Dengan pembagian THR ini, masyarakat mulai berbelanja kebutuhan Lebaran seperti sandang dan pangan. Namun, tidak banyak yang mengetahui asal muasal pembagian THR di Indonesia.
Dalam kasus Jakarta, pada tahun 1950-an, harga bahan pokok di ibu kota negara melonjak hingga 325% dari harga awal di tahun 1950. Kelompok yang sangat terdampak adalah kaum buruh yang kerap diupah rendah dan berada dalam kondisi genting karena tidak mampu membeli bahan pokok.
Saat lebaran tiba, harga bahan pokok semakin melonjak namun penghasilan para buruh tidak bertambah, sehingga mereka kesulitan. Hal ini kemudian melahirkan kebijakan THR, di mana perusahaan diwajibkan memberikan pendapatan ganda di luar penghasilan bulanan.
Sentral Organisasi Buruh Seluruh Indonesia (SOBSI) kemudian menuntut pemerintah membuat kebijakan resmi terkait pemberian THR untuk membantu para buruh yang kesulitan menjelang Lebaran.
Pada tahun 1954, pemerintah mengeluarkan dua kebijakan terkait THR. Pertama, perusahaan harus memberikan “Hadiah Lebaran” kepada para buruh.
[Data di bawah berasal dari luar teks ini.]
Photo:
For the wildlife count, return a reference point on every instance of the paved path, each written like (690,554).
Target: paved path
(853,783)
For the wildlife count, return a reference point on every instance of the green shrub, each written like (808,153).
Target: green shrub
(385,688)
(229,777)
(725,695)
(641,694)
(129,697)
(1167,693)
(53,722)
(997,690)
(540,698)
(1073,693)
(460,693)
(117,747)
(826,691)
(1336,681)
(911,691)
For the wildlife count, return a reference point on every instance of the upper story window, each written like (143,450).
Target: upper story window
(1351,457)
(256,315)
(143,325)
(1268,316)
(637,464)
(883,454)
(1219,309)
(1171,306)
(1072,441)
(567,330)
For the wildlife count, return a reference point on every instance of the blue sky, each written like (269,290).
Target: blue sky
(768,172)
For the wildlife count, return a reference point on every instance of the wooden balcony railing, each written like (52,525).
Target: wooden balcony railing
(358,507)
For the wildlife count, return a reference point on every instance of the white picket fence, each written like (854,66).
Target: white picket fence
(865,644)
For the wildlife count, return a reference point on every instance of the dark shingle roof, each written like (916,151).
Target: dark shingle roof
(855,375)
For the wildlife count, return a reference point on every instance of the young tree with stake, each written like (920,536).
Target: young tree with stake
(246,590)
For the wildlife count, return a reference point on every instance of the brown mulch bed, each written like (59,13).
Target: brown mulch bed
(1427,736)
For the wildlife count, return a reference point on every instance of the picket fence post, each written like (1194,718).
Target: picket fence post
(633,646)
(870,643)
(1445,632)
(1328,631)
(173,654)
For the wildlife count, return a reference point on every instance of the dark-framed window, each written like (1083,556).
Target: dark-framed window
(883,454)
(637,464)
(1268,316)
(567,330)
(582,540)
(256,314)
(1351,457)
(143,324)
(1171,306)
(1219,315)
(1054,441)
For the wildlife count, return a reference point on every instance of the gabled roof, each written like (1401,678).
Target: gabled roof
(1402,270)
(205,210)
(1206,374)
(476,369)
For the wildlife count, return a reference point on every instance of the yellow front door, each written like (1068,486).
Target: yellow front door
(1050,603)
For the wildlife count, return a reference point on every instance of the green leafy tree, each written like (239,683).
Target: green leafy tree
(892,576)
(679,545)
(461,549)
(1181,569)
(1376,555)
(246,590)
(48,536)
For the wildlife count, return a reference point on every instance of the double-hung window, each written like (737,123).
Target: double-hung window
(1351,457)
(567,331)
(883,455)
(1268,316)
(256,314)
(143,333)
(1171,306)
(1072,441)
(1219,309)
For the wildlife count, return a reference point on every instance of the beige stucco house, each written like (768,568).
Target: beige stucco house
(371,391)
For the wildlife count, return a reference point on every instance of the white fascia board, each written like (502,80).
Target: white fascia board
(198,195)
Kedua, PNS bisa mendapat pinjaman dari pemerintah melalui Persekot Hari Raya.
Pada tahun 1961, pemerintah mengeluarkan Peraturan Menteri Perburuhan No.1/1961 yang mewajibkan seluruh perusahaan memberikan THR kepada para buruh. Berkat perjuangan para buruh, kini para pekerja di Indonesia bisa mendapat THR menjelang Idul Fitri.